Let the incircle hit $BC$ at $D$, $AC$ at $E$ and $AB$ at $F$. Let the tangency point be $D'$. Let the incenter be $I$. Use complex numbers with the incircle as the unit circle and let $D = -i$ (so $ID$ is the complex axis). Let $E = e$ and $F = f$. By the tangency formulas we get $$b = \dfrac{-2if}{-i + f}$$$$c = \dfrac{-2ie}{-i + e}$$and $$a = \dfrac{2ef}{e+f}.$$By parallel lines we have $DD' \perp RQ$ and so $DD'$ is a diameter.
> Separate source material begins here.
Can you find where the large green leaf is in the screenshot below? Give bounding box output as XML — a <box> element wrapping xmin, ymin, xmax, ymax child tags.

Therefore, $D' = i$. By tangency formulas, $$q = \dfrac{2fi}{f+i}$$and $$r = \dfrac{2ei}{e+i}.$$Consider point $P = p$. Since $P$ lies on the complex axis we know $p + \overline{p} = 0$ and $\angle{APO} = 90.$ So, $$\dfrac{a-p}{-p} + \dfrac{\overline{a} - \overline{p}}{-\overline{p}} = 0.$$Replacing $\overline{p} = -p$ and solving gives $$2p = a - \overline{a} = \dfrac{2ef}{f+e} - \dfrac{2}{f+e} \implies p = \dfrac{fe - 1}{f+e}.$$It suffices to show $$\dfrac{(b-p)(r-p)}{(q-p)(c-p)} \in \mathbb{R}.$$This is a bashy check, but it works.
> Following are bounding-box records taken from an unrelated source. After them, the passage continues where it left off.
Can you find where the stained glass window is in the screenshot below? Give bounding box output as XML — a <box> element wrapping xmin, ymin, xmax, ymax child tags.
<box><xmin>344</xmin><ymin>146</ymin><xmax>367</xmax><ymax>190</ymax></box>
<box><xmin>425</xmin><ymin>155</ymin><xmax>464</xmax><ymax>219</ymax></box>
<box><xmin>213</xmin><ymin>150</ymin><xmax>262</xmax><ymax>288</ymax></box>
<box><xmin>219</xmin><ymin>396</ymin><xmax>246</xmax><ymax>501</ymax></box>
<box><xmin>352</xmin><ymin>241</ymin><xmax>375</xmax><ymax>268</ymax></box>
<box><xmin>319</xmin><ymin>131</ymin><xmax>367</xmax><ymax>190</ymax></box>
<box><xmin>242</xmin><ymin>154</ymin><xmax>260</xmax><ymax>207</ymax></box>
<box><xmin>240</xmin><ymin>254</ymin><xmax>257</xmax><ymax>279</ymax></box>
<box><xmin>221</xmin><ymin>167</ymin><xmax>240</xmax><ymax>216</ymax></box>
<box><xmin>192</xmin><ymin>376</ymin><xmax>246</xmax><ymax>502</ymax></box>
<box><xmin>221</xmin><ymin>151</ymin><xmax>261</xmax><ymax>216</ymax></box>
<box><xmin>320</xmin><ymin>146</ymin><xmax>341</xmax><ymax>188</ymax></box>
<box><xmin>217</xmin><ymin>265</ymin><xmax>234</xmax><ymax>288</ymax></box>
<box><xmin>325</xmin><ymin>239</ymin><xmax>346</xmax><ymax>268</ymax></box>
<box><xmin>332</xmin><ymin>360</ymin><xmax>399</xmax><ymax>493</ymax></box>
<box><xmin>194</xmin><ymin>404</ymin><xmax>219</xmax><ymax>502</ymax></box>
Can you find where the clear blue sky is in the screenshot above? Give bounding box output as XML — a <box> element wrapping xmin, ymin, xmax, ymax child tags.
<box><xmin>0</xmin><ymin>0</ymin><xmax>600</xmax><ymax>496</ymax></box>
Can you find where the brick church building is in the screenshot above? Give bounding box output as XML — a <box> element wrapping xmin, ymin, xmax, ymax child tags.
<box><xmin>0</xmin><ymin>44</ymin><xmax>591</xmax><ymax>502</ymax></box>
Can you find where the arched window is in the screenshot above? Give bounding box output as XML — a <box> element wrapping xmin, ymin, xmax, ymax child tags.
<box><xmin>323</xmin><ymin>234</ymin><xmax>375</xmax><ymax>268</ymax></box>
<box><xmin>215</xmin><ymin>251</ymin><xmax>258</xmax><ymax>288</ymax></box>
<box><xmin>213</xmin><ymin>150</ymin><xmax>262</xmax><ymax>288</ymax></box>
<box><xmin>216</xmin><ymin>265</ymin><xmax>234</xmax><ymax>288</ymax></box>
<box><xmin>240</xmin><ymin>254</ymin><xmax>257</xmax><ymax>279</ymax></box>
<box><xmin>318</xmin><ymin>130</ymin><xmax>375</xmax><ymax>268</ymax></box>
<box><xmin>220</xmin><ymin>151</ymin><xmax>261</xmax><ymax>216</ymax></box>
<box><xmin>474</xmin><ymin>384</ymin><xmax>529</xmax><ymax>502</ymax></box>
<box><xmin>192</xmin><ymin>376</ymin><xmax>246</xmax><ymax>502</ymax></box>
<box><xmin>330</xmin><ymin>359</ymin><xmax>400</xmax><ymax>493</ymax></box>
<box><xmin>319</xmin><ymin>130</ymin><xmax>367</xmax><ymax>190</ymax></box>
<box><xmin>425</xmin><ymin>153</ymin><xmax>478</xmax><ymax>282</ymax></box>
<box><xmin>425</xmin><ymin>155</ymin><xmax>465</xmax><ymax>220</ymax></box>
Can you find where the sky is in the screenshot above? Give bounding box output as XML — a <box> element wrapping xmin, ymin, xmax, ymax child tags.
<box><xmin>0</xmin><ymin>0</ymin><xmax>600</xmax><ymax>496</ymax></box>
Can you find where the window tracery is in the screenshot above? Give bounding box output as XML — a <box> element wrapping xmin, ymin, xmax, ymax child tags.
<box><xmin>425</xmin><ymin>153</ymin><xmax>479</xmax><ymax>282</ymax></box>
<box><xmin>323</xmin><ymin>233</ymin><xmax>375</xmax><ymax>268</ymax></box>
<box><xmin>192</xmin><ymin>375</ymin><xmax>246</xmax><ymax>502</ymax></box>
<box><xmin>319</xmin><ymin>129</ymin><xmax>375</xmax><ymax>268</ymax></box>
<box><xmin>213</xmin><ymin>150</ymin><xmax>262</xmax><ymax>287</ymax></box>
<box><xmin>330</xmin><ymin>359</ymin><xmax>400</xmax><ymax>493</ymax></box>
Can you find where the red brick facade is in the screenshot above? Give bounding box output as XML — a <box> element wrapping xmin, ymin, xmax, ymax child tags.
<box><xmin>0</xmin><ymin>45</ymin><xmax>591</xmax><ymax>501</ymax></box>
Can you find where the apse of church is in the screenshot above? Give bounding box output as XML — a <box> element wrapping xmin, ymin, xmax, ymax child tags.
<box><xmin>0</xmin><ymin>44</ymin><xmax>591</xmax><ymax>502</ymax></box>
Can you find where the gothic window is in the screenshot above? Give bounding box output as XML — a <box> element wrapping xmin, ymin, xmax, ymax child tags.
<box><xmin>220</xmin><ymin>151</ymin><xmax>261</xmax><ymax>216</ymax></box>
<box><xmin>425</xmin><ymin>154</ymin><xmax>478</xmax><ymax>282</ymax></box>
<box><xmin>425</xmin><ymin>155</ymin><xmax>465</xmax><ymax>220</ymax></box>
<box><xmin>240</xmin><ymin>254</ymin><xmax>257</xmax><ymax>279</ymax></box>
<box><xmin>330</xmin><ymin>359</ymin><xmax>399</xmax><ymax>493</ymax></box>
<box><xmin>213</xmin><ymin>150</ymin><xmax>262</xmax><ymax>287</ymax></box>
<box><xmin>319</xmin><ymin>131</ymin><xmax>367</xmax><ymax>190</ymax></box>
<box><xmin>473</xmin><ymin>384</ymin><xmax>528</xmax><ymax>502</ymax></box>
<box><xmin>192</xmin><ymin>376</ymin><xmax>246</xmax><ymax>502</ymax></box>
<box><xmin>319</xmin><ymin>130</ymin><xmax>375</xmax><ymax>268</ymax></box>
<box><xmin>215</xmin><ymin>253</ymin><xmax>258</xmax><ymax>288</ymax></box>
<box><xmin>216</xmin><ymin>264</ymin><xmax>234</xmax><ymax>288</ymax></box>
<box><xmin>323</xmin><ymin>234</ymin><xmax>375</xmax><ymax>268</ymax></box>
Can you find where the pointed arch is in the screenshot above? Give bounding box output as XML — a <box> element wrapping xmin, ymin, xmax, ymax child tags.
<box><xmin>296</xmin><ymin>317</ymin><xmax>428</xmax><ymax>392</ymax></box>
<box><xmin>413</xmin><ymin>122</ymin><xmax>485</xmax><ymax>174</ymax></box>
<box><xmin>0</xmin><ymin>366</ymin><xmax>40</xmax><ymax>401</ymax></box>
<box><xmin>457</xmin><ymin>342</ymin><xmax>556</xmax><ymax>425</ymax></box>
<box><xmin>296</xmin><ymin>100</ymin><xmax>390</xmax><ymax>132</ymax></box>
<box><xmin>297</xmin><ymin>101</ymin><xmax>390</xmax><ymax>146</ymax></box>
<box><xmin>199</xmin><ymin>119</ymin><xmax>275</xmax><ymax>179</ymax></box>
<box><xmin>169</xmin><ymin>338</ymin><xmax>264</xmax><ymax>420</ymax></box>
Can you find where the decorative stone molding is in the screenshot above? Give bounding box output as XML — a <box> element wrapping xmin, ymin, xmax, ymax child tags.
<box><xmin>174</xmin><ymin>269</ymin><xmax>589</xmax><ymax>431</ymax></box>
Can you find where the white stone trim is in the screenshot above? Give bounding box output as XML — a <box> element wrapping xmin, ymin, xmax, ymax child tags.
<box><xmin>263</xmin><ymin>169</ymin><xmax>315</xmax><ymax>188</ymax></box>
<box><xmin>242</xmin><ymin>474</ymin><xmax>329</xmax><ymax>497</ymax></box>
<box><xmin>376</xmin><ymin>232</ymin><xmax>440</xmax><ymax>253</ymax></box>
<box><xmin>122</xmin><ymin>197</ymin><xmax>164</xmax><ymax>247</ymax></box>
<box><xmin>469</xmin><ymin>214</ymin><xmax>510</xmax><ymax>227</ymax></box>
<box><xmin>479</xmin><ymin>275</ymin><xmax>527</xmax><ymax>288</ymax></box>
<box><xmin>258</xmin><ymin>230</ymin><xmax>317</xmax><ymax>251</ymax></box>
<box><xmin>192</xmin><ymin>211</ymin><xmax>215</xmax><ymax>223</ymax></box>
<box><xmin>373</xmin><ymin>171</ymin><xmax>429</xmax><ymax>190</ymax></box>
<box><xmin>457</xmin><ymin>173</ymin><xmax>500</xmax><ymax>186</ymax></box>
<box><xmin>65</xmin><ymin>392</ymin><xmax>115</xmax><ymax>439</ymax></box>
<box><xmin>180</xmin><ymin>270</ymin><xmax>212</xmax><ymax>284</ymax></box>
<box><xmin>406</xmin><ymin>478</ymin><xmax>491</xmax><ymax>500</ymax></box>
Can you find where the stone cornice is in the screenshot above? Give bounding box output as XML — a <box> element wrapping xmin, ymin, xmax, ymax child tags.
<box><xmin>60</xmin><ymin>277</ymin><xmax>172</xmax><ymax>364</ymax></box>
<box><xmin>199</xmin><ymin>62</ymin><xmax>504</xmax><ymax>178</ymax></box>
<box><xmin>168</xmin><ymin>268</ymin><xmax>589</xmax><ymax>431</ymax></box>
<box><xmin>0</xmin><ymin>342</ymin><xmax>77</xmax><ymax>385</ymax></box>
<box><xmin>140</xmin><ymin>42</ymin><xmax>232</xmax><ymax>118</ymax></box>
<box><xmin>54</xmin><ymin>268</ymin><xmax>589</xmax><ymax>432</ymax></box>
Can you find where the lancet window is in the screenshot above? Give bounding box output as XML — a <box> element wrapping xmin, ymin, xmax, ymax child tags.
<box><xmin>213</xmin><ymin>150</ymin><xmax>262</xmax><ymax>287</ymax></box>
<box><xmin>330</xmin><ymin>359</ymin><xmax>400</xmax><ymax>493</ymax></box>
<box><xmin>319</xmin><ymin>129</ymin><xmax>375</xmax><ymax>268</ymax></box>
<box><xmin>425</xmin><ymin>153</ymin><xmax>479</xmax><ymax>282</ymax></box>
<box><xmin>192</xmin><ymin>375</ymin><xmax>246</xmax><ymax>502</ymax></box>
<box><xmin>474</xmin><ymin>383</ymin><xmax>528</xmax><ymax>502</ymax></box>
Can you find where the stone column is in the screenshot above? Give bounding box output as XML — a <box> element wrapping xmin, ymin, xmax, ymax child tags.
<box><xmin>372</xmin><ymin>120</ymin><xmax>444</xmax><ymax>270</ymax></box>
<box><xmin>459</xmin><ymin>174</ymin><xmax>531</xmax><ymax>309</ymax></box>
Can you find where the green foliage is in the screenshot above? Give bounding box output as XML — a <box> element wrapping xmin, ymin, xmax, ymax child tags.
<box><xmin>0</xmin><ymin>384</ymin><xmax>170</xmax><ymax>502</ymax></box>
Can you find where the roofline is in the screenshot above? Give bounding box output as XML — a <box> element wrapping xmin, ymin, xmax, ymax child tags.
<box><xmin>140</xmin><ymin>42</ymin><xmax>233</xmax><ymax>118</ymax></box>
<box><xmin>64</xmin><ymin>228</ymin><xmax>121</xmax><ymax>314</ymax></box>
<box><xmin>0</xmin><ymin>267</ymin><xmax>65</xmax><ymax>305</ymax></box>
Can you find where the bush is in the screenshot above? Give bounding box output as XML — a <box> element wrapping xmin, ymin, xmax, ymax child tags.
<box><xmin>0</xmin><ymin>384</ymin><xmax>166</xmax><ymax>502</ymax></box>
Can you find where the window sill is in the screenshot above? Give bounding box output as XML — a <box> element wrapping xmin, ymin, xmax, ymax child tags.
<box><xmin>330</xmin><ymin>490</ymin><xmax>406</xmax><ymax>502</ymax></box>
Let $G$ be the touch point of the incircle and $BC$ and $D$ be the antipode of $G$ and $E, F$ be the other two touch points. Let $H=BR\cap CQ\cap EF\cap DG$ (by pascal). We calaim that $PH$ is the bisector of $\angle BPR$ and $\angle CPQ$ and this finishes the problem. Let $J=AP\cap BR$. Notice that $(JH;RB)=(PH;DG)=-1$. Since $\angle HPJ=90^\circ$, so $PH$ bisects $\angle BPR$.